Birleşik Haziran Hareketi, Gericiliğe ve Faşizme Karşı mücadele şiarıyla yola çıktı ve önüne, bir halk hareketi yaratmak olan büyük bir hedef koydu. Yola çıktığı ilk günden itibaren -çeşitli yakıştırmalara rağmen- kendisinin bir seçim birlikteliği olmadığını, seçimi mücadele yöntemleri içinde yadsımadığını ama memleketteki sorunların çözümünün de seçime/sandığa indirgenemeyeceğini ifade etti.
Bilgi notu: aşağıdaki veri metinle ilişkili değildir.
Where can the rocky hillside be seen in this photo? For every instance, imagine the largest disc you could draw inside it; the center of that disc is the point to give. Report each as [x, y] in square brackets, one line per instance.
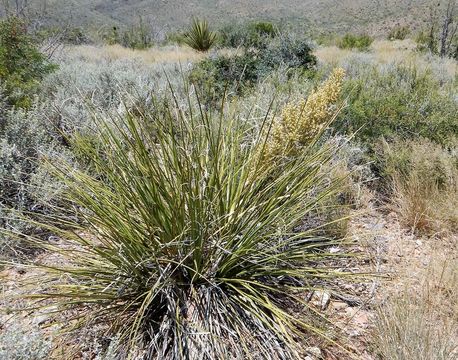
[374, 16]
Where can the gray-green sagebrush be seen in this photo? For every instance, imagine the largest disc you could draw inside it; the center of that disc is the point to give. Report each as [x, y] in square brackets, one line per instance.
[183, 243]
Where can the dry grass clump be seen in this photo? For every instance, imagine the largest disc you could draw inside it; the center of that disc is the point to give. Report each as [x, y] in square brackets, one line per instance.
[421, 324]
[425, 185]
[303, 120]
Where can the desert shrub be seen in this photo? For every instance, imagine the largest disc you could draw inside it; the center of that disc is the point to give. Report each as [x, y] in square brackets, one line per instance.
[70, 35]
[289, 52]
[351, 41]
[199, 36]
[22, 66]
[20, 343]
[399, 33]
[137, 36]
[424, 180]
[26, 187]
[188, 242]
[399, 101]
[234, 74]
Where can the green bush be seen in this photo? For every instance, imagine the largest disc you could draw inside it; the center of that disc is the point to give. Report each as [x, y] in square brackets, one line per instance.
[398, 33]
[399, 101]
[199, 36]
[26, 187]
[251, 35]
[189, 248]
[237, 73]
[22, 66]
[351, 41]
[138, 36]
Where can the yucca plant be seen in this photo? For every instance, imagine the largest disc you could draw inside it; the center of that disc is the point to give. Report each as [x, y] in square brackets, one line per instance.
[199, 36]
[187, 246]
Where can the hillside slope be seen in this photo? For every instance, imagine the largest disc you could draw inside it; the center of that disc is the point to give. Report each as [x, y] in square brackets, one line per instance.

Bugün gelinen aşama itibariyle Haziran fikriyatının gerçekliği de, memleketteki meselelere sınıfsal bir perspektifle müdahale eden bir halk hareketinin gerekliliği de yadsinamayacak denli somut olgular olarak önümüzde durmakta. 7 Haziran seçimlerinden bugüne yaklaşık üç ay geçti. Geçen üç aylık sürede faşizm kendini yeni döneme hızlı bir biçimde adapte ederek halklara dönük saldırılarını boyutlandırdı; açık faşizm tanımıyla birebir örtüşen bir düzeni uygulamaya soktu.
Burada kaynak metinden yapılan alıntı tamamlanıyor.